Many different aspects of the current food system prevent fruit and vegetables from getting to market, including crop shrink, a term used for the difference between the volume of edible crop available for harvest and the volume entered into commerce for human consumption.
The following are some of the most prominent drivers of crop shrink cited by survey participants in a new study commissed by the Natural Resources Defense Council:
Growers run a riskier-than-average business balancing weather, pests, and complex biological systems. Yet, they are required to provide dependable volumes that meet quality specifications to their buyers. As a form of insurance that they will have enough produce to meet their demand, growers often plant more than their expected sale volumes. At the root of this practice is the common perception that the cost of being short on an order is higher than the cost of planting and caring for buffer crop that may not get sold. Sometimes, this is literally true, but growers are also concerned about losing customers permanently if they are unable to fulfill on order in a given year.
Low market prices
Produce is often sold on the "spot market," where products are traded for immediate delivery without forward contracts. Prices vary significantly in this market, and growers sometimes face a tough decision just prior to the harvest window. Low spot prices can mean that the costs of harvesting a crop and getting it to market outweigh the revenue from its sale. When this is the case, a grower may decide to leave entire fields of harvest-ready product unharvested. These fields are known as "walk-bys" in the industry, and are particularly prevalent in years of high supply.

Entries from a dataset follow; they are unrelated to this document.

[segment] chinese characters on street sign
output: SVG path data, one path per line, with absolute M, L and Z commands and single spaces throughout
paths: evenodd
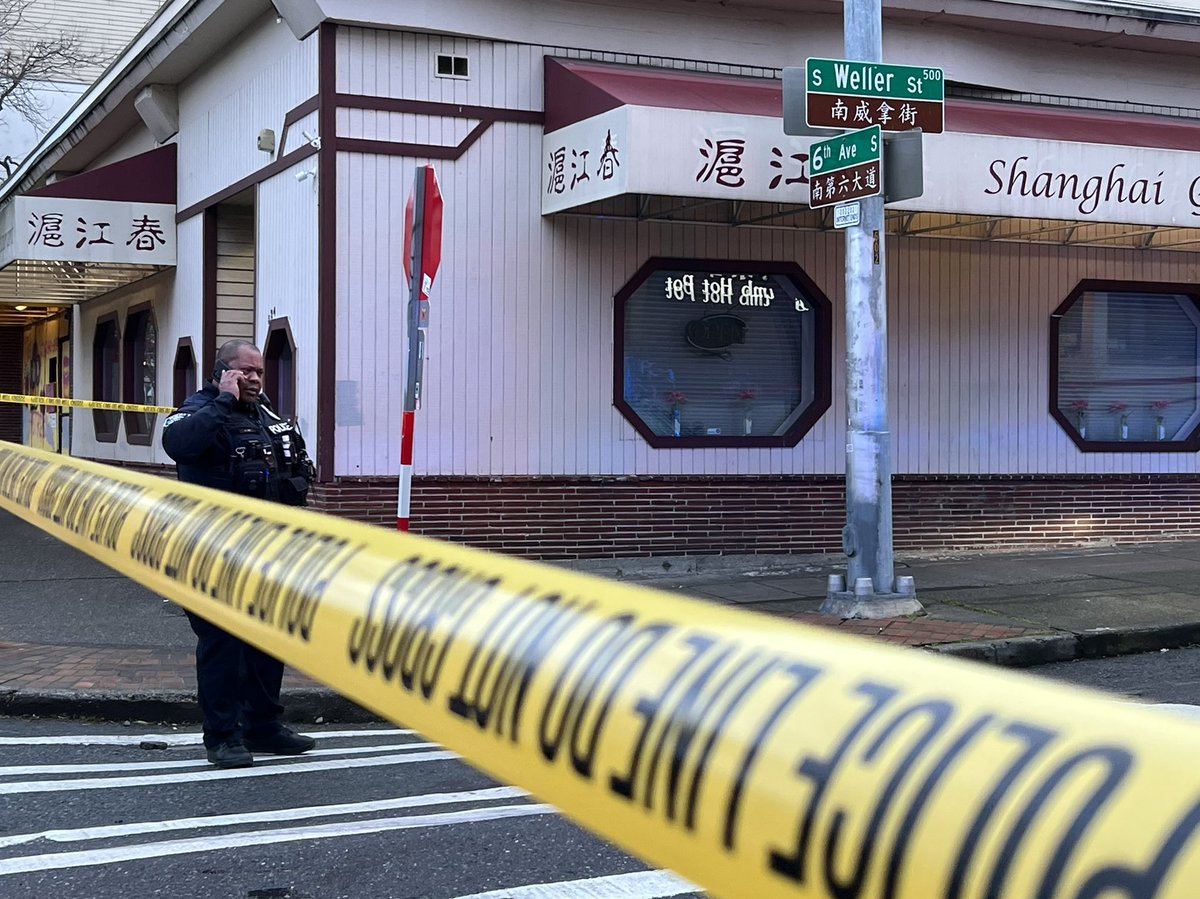
M 941 69 L 810 57 L 805 72 L 805 121 L 811 127 L 943 131 Z
M 878 125 L 812 145 L 813 209 L 883 193 L 883 132 Z

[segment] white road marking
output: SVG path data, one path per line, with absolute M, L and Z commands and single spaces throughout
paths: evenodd
M 306 774 L 313 771 L 343 771 L 347 768 L 374 768 L 380 765 L 409 765 L 415 762 L 437 762 L 456 759 L 449 751 L 409 752 L 369 759 L 331 759 L 327 762 L 294 762 L 271 767 L 213 768 L 208 771 L 189 771 L 184 774 L 161 774 L 145 777 L 87 777 L 74 780 L 20 780 L 0 784 L 0 796 L 20 793 L 64 793 L 72 790 L 114 790 L 119 787 L 158 787 L 166 784 L 203 783 L 214 780 L 234 780 L 244 777 L 272 777 L 279 774 Z
M 415 730 L 331 730 L 312 731 L 311 736 L 322 740 L 342 737 L 407 737 Z M 138 746 L 142 743 L 166 743 L 172 749 L 199 746 L 201 736 L 186 734 L 63 734 L 51 737 L 0 737 L 0 746 Z
M 396 752 L 413 749 L 441 749 L 439 743 L 380 743 L 375 746 L 334 746 L 330 749 L 312 749 L 304 753 L 306 759 L 314 756 L 366 755 L 371 752 Z M 284 756 L 261 755 L 255 764 L 274 760 L 283 761 Z M 117 771 L 165 771 L 170 768 L 209 768 L 206 758 L 178 759 L 170 762 L 96 762 L 80 765 L 2 765 L 0 777 L 37 777 L 43 774 L 106 774 Z
M 663 899 L 703 892 L 694 883 L 688 883 L 670 871 L 637 871 L 633 874 L 590 877 L 587 880 L 534 883 L 486 893 L 471 893 L 457 899 Z
M 205 815 L 198 818 L 173 818 L 166 821 L 140 821 L 132 824 L 107 824 L 98 827 L 77 827 L 72 830 L 43 830 L 40 833 L 20 833 L 0 837 L 0 848 L 49 840 L 72 843 L 82 840 L 104 840 L 140 833 L 167 830 L 200 830 L 205 827 L 232 827 L 239 824 L 262 824 L 268 821 L 300 821 L 305 818 L 325 818 L 333 815 L 361 815 L 399 808 L 420 808 L 428 805 L 450 805 L 455 802 L 491 802 L 496 799 L 523 799 L 528 796 L 516 787 L 490 787 L 486 790 L 465 790 L 456 793 L 423 793 L 419 796 L 400 796 L 371 802 L 343 802 L 338 805 L 310 805 L 303 808 L 271 809 L 259 812 L 239 812 L 229 815 Z
M 192 837 L 186 840 L 164 840 L 140 843 L 136 846 L 113 846 L 107 849 L 85 849 L 78 852 L 52 852 L 44 855 L 25 855 L 0 859 L 0 876 L 29 874 L 34 871 L 53 871 L 62 868 L 81 868 L 92 865 L 111 865 L 116 862 L 193 852 L 213 852 L 219 849 L 241 849 L 246 846 L 265 846 L 276 843 L 295 843 L 303 840 L 323 840 L 361 834 L 384 833 L 392 830 L 414 830 L 424 827 L 445 827 L 496 821 L 501 818 L 522 818 L 531 815 L 553 815 L 549 805 L 499 805 L 491 808 L 445 812 L 437 815 L 375 818 L 370 821 L 346 821 L 339 824 L 320 824 L 312 827 L 291 827 L 280 830 L 258 830 Z

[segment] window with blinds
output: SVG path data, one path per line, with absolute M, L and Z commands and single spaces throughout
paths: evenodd
M 1083 449 L 1180 450 L 1200 424 L 1200 306 L 1085 282 L 1055 315 L 1055 417 Z
M 616 405 L 653 446 L 794 446 L 829 406 L 829 303 L 795 266 L 652 261 L 616 314 Z

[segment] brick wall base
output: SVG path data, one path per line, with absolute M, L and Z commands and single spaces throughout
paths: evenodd
M 314 508 L 395 527 L 395 478 L 317 485 Z M 412 530 L 535 559 L 840 552 L 840 477 L 417 478 Z M 900 550 L 1200 537 L 1195 475 L 915 477 L 892 488 Z

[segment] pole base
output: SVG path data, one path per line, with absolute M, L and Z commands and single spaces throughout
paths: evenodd
M 874 593 L 871 596 L 828 593 L 820 612 L 835 618 L 904 618 L 924 614 L 925 607 L 915 596 L 900 593 Z
M 896 578 L 895 593 L 876 593 L 869 577 L 857 578 L 854 589 L 847 590 L 845 576 L 831 574 L 820 612 L 836 618 L 903 618 L 923 615 L 925 607 L 917 600 L 911 576 Z

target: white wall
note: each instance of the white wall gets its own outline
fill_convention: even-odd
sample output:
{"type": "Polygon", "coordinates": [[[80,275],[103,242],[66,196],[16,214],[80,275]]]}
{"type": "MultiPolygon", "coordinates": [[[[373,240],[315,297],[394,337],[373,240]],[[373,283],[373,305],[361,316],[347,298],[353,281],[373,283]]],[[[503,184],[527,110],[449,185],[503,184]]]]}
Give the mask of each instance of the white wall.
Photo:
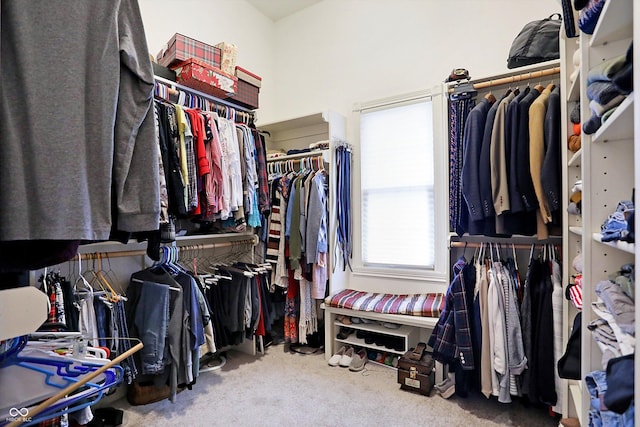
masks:
{"type": "MultiPolygon", "coordinates": [[[[238,65],[263,79],[260,111],[274,117],[275,24],[245,0],[138,0],[147,44],[156,55],[175,33],[205,43],[233,43],[238,65]]],[[[270,119],[271,120],[271,119],[270,119]]]]}
{"type": "MultiPolygon", "coordinates": [[[[430,89],[454,67],[508,71],[512,40],[557,0],[324,0],[276,25],[277,116],[430,89]]],[[[349,121],[347,122],[349,124],[349,121]]]]}
{"type": "MultiPolygon", "coordinates": [[[[522,27],[559,11],[556,0],[324,0],[276,25],[277,116],[327,108],[346,116],[357,175],[355,103],[429,90],[455,67],[476,78],[504,73],[522,27]]],[[[357,188],[353,194],[357,240],[357,188]]],[[[348,282],[377,292],[424,292],[435,283],[361,274],[348,282]]]]}

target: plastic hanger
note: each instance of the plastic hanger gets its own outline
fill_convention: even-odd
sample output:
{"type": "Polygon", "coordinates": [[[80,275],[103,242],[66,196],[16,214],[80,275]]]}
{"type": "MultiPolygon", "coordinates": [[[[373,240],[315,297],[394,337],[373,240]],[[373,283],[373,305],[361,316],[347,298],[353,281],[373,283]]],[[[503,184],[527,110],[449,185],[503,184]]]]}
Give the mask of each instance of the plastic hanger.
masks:
{"type": "MultiPolygon", "coordinates": [[[[56,407],[56,404],[59,403],[61,401],[61,399],[64,399],[66,396],[69,395],[73,395],[75,396],[76,393],[78,392],[78,390],[81,389],[81,387],[84,387],[86,384],[88,384],[90,381],[94,381],[97,378],[102,378],[102,377],[106,377],[109,374],[106,374],[106,372],[108,370],[111,370],[113,372],[113,370],[115,369],[116,371],[120,372],[119,377],[117,377],[117,381],[121,381],[122,379],[122,368],[117,366],[117,364],[119,364],[121,361],[123,361],[124,359],[130,357],[132,354],[136,353],[137,351],[139,351],[141,348],[143,347],[143,344],[141,342],[138,342],[138,344],[136,344],[134,347],[130,348],[129,350],[125,351],[124,353],[118,355],[117,357],[115,357],[113,360],[111,360],[109,363],[97,367],[94,371],[88,373],[86,376],[82,377],[81,379],[78,379],[77,382],[74,382],[73,384],[70,384],[69,386],[65,387],[64,389],[60,390],[58,393],[54,394],[53,396],[50,396],[48,398],[46,398],[44,401],[41,401],[40,403],[37,404],[37,406],[30,408],[29,409],[29,416],[32,417],[33,419],[36,419],[36,417],[40,417],[41,414],[46,414],[46,418],[51,418],[51,408],[56,407]],[[103,375],[106,374],[106,375],[103,375]]],[[[111,388],[114,384],[104,384],[105,389],[106,388],[111,388]]],[[[66,403],[65,408],[68,407],[68,403],[66,403]]],[[[70,409],[64,409],[64,411],[69,411],[70,409]]],[[[45,419],[46,419],[45,418],[45,419]]],[[[14,426],[18,426],[21,425],[22,422],[21,421],[11,421],[7,427],[14,427],[14,426]]]]}
{"type": "MultiPolygon", "coordinates": [[[[109,361],[109,363],[111,363],[111,361],[109,361]]],[[[16,367],[17,369],[29,369],[32,372],[38,372],[43,375],[44,383],[40,392],[37,395],[34,395],[34,399],[36,400],[35,403],[41,401],[43,398],[47,398],[47,395],[54,395],[56,392],[60,393],[60,390],[62,389],[66,390],[75,388],[73,392],[66,393],[65,397],[47,406],[43,411],[38,412],[40,414],[38,417],[33,416],[36,415],[36,412],[32,409],[34,408],[35,403],[25,403],[24,401],[20,402],[20,405],[17,405],[16,407],[27,407],[28,414],[32,418],[28,425],[33,425],[41,420],[75,411],[97,402],[97,400],[102,398],[105,390],[110,389],[122,381],[124,372],[122,367],[114,365],[108,369],[104,369],[103,372],[98,375],[93,376],[91,381],[84,381],[82,376],[88,376],[91,372],[97,372],[102,367],[87,365],[87,370],[84,374],[70,376],[60,374],[59,372],[54,373],[51,369],[52,367],[55,367],[55,365],[41,363],[36,360],[20,361],[19,364],[11,364],[10,366],[16,367]]],[[[19,370],[16,371],[16,368],[11,369],[5,374],[15,375],[16,372],[20,372],[19,370]]]]}

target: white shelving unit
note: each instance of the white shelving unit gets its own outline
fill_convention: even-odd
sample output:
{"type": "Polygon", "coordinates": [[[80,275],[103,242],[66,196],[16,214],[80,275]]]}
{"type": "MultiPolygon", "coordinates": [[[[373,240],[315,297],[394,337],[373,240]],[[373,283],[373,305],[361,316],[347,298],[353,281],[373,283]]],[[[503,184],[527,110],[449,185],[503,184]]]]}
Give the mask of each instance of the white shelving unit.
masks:
{"type": "Polygon", "coordinates": [[[402,356],[410,348],[414,348],[418,343],[418,335],[419,335],[418,331],[415,328],[407,325],[402,325],[398,329],[386,328],[382,326],[380,323],[360,323],[360,324],[344,325],[338,321],[335,321],[333,325],[334,325],[334,336],[336,336],[336,341],[346,345],[365,347],[365,348],[369,348],[369,349],[384,352],[384,353],[393,353],[393,354],[402,356]],[[391,338],[400,338],[402,339],[402,349],[396,350],[386,346],[377,345],[375,343],[367,343],[365,339],[358,338],[357,333],[353,333],[344,339],[338,338],[337,334],[340,331],[340,328],[342,327],[355,329],[356,332],[364,331],[364,332],[385,335],[391,338]]]}
{"type": "MultiPolygon", "coordinates": [[[[593,35],[580,34],[579,39],[565,39],[561,42],[562,82],[570,90],[565,94],[562,120],[563,139],[572,134],[569,113],[580,102],[581,120],[591,117],[586,96],[587,74],[591,68],[610,58],[624,55],[629,44],[640,35],[638,18],[640,10],[634,8],[633,0],[606,2],[593,35]],[[577,40],[577,41],[576,41],[577,40]],[[573,54],[579,50],[580,72],[575,86],[569,84],[568,76],[573,72],[573,54]]],[[[564,37],[564,31],[561,31],[564,37]]],[[[637,53],[637,48],[636,48],[637,53]]],[[[640,70],[634,71],[635,87],[639,87],[640,70]]],[[[565,381],[566,401],[563,402],[564,416],[578,417],[581,425],[587,425],[590,407],[589,392],[584,378],[595,370],[602,370],[602,352],[587,329],[596,318],[591,303],[597,299],[594,288],[601,280],[607,279],[623,264],[636,263],[635,244],[614,241],[602,242],[600,227],[615,211],[618,202],[631,199],[633,189],[640,183],[640,112],[635,108],[637,93],[629,95],[602,127],[592,135],[581,135],[582,149],[571,153],[565,149],[566,165],[563,168],[565,206],[571,195],[571,187],[582,179],[582,215],[564,214],[565,241],[563,257],[564,277],[575,274],[572,260],[577,254],[583,258],[582,292],[582,362],[581,380],[565,381]]],[[[576,309],[565,301],[564,336],[566,343],[576,309]]],[[[636,317],[640,310],[636,306],[636,317]]],[[[636,361],[636,364],[638,361],[636,361]]],[[[637,371],[637,367],[636,367],[637,371]]],[[[635,392],[640,393],[638,374],[635,376],[635,392]]],[[[636,423],[640,415],[636,414],[636,423]]],[[[640,424],[639,424],[640,425],[640,424]]]]}

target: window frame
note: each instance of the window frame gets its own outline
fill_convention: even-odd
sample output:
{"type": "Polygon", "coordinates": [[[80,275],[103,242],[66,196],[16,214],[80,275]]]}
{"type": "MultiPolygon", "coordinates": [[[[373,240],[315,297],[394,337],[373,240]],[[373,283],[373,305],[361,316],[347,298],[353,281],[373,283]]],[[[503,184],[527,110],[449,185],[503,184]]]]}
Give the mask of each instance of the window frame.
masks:
{"type": "Polygon", "coordinates": [[[368,101],[354,106],[355,127],[358,145],[362,147],[360,135],[360,114],[364,111],[382,110],[431,99],[433,120],[433,167],[434,167],[434,266],[433,269],[410,268],[405,266],[367,265],[362,259],[362,182],[361,150],[354,152],[353,167],[353,274],[390,279],[414,279],[438,285],[446,283],[449,263],[449,200],[448,200],[448,160],[446,138],[446,97],[442,86],[430,91],[413,92],[395,97],[368,101]]]}

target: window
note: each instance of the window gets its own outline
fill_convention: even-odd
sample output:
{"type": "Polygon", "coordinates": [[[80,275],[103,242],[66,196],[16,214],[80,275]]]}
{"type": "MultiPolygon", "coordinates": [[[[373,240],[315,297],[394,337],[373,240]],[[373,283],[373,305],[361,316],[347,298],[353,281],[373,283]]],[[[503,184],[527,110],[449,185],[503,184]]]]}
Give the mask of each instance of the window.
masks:
{"type": "Polygon", "coordinates": [[[363,267],[434,270],[433,140],[430,97],[361,110],[363,267]]]}

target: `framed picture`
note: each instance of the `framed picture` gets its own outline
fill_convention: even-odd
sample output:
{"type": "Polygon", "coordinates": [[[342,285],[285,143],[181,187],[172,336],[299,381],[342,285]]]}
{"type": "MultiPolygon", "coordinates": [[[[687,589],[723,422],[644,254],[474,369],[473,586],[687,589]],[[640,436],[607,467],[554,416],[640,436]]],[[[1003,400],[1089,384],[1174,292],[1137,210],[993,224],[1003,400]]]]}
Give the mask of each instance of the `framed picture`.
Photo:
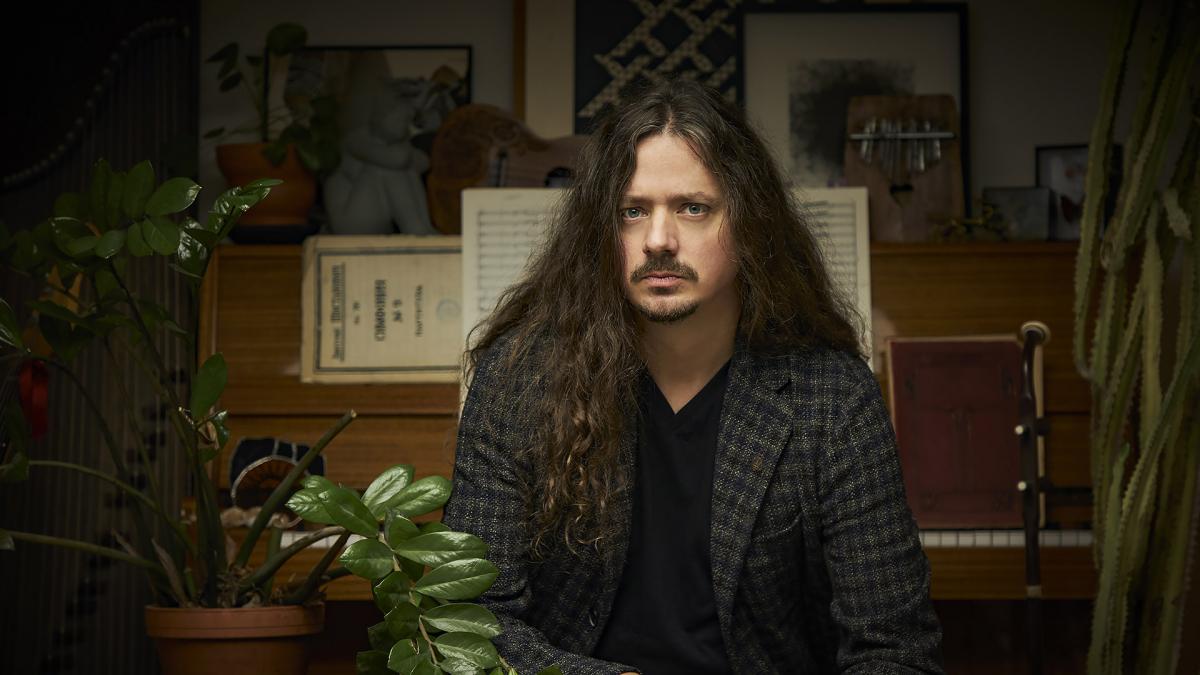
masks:
{"type": "Polygon", "coordinates": [[[575,133],[643,80],[694,79],[736,100],[739,2],[575,0],[575,133]]]}
{"type": "Polygon", "coordinates": [[[321,185],[329,229],[436,234],[429,152],[450,111],[470,102],[471,77],[469,45],[308,47],[267,63],[267,109],[282,111],[271,137],[332,112],[339,160],[321,185]]]}
{"type": "Polygon", "coordinates": [[[852,97],[948,94],[969,186],[966,17],[963,4],[748,6],[746,112],[796,185],[828,187],[842,183],[852,97]]]}
{"type": "Polygon", "coordinates": [[[1049,188],[983,188],[983,208],[989,228],[1009,241],[1045,241],[1049,236],[1049,188]]]}
{"type": "MultiPolygon", "coordinates": [[[[1034,149],[1036,167],[1035,183],[1050,189],[1052,202],[1050,217],[1050,239],[1075,241],[1079,239],[1080,221],[1083,218],[1084,184],[1087,180],[1088,146],[1040,145],[1034,149]]],[[[1112,163],[1109,165],[1107,213],[1112,212],[1116,200],[1115,186],[1120,184],[1122,161],[1120,145],[1113,145],[1112,163]]],[[[1105,218],[1107,220],[1107,217],[1105,218]]]]}

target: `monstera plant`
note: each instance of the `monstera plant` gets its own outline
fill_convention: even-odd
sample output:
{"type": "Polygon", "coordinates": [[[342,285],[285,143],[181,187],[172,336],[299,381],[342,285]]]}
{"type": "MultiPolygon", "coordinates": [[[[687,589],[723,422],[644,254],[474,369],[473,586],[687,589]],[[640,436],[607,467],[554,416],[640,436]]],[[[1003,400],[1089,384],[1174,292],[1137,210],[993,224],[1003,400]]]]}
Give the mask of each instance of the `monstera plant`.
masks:
{"type": "MultiPolygon", "coordinates": [[[[7,438],[0,456],[0,489],[19,489],[31,472],[76,472],[119,493],[133,525],[128,533],[114,532],[112,546],[0,529],[0,549],[45,544],[128,563],[144,571],[158,607],[201,612],[311,608],[321,599],[325,584],[356,574],[374,582],[376,602],[386,612],[383,628],[372,630],[376,651],[361,655],[360,664],[408,668],[402,672],[418,667],[424,670],[416,672],[432,672],[429,668],[469,672],[468,665],[482,672],[500,666],[489,642],[499,623],[483,607],[466,602],[496,578],[496,568],[485,559],[486,546],[440,523],[418,526],[412,520],[442,507],[450,496],[449,480],[440,476],[413,480],[413,467],[400,465],[383,471],[360,494],[323,476],[307,475],[330,441],[354,420],[353,411],[300,457],[248,527],[237,533],[240,542],[222,524],[211,463],[230,436],[229,413],[217,405],[228,377],[225,360],[217,353],[189,372],[190,393],[182,395],[172,384],[173,373],[158,338],[173,336],[194,348],[196,316],[176,316],[141,297],[127,282],[127,270],[134,259],[157,258],[149,262],[169,267],[198,291],[218,242],[276,184],[260,180],[234,187],[197,220],[189,213],[200,190],[192,180],[177,177],[160,183],[148,162],[121,172],[100,161],[87,189],[60,196],[50,217],[16,233],[0,231],[5,263],[45,289],[40,299],[24,303],[31,314],[26,320],[0,299],[0,366],[4,372],[60,372],[64,377],[56,381],[71,388],[53,394],[77,397],[84,404],[101,431],[111,463],[111,468],[101,468],[39,457],[47,450],[46,443],[33,439],[29,411],[23,414],[23,406],[7,406],[2,416],[6,433],[0,435],[7,438]],[[153,471],[134,475],[127,449],[117,439],[123,437],[119,433],[123,425],[136,425],[136,410],[144,401],[125,397],[121,405],[126,410],[106,415],[97,394],[84,386],[76,372],[81,352],[91,348],[109,357],[126,352],[137,367],[119,368],[113,358],[110,379],[144,378],[156,392],[174,431],[175,446],[184,455],[179,465],[186,476],[177,482],[190,481],[194,515],[181,516],[180,504],[164,501],[161,476],[153,471]],[[285,506],[290,513],[285,514],[285,506]],[[294,520],[293,515],[321,527],[296,533],[294,541],[284,546],[282,523],[294,520]],[[276,580],[296,554],[332,538],[336,543],[305,574],[276,580]],[[252,564],[256,548],[265,553],[261,562],[252,564]]],[[[141,434],[133,436],[142,439],[141,434]]],[[[152,466],[148,448],[140,441],[136,452],[144,467],[152,466]]],[[[97,505],[60,507],[59,515],[65,517],[61,508],[85,510],[97,505]]],[[[6,526],[4,520],[0,515],[0,528],[6,526]]],[[[147,609],[148,626],[152,609],[156,608],[147,609]]],[[[317,625],[314,631],[319,629],[317,625]]],[[[165,655],[163,661],[169,671],[165,655]]]]}

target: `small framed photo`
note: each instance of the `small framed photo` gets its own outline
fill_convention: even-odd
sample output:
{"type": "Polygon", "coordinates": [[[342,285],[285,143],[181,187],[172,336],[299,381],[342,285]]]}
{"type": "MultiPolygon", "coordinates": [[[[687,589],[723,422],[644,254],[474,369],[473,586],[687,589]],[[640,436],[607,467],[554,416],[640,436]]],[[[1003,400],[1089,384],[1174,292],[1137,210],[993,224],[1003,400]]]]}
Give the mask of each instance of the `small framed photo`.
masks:
{"type": "MultiPolygon", "coordinates": [[[[1083,219],[1084,185],[1087,181],[1088,146],[1041,145],[1036,155],[1035,183],[1050,190],[1050,239],[1076,241],[1083,219]]],[[[1121,146],[1113,146],[1109,165],[1109,192],[1105,211],[1112,212],[1115,187],[1120,184],[1121,146]]],[[[1107,220],[1107,216],[1105,218],[1107,220]]]]}
{"type": "Polygon", "coordinates": [[[1009,241],[1045,241],[1050,234],[1050,188],[983,188],[989,227],[1009,241]]]}

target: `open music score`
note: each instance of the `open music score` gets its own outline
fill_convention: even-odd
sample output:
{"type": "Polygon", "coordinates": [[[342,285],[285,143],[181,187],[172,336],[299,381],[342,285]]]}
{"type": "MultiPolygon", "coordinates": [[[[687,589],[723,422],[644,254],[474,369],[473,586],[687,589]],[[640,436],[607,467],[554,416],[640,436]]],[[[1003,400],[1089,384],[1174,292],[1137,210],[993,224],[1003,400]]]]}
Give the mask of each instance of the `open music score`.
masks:
{"type": "Polygon", "coordinates": [[[863,347],[871,348],[871,248],[867,189],[801,188],[797,201],[825,254],[834,286],[863,318],[863,347]]]}
{"type": "Polygon", "coordinates": [[[559,188],[463,190],[463,339],[487,318],[545,237],[559,188]]]}

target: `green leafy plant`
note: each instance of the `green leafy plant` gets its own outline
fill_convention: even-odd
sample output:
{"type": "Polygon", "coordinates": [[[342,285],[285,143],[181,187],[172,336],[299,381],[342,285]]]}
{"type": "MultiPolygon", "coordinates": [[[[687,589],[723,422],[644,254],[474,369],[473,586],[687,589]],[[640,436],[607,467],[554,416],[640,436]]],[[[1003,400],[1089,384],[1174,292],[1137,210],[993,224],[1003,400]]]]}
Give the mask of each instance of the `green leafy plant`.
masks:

Crops can be left unharvested when skilled labor for harvest cannot be found. Growers report that this challenge has increased in recent years.
Cosmetic and quality considerations such as size, shape, color, blemishes, and ripeness also factor into whether product is sold, and at what price. In some cases, an entire block will be assessed to be below market-grade and become a walk-by. More commonly, harvesting crews are trained to pick to certain specifications, thus leaving small, misshapen, or otherwise lower-grade product in the field. For products which go to packing facilities, another quality check occurs there, resulting in further "culling," or removal of product.
Processing and packing facilities often must anticipate their daily volumes in advance of receiving actual orders. When order volumes are not as large as forecast, extra packed product is left on the dock
at the end of the day and must be gone before closing in preparation for the following day.
Shelf-life and spoilage
More broadly, the costs and logistics of ensuring that products remain refrigerated (which extends a product's life) make donating or finding other markets for produce more difficult, time-sensitive, and costly than, for instance, surplus clothing.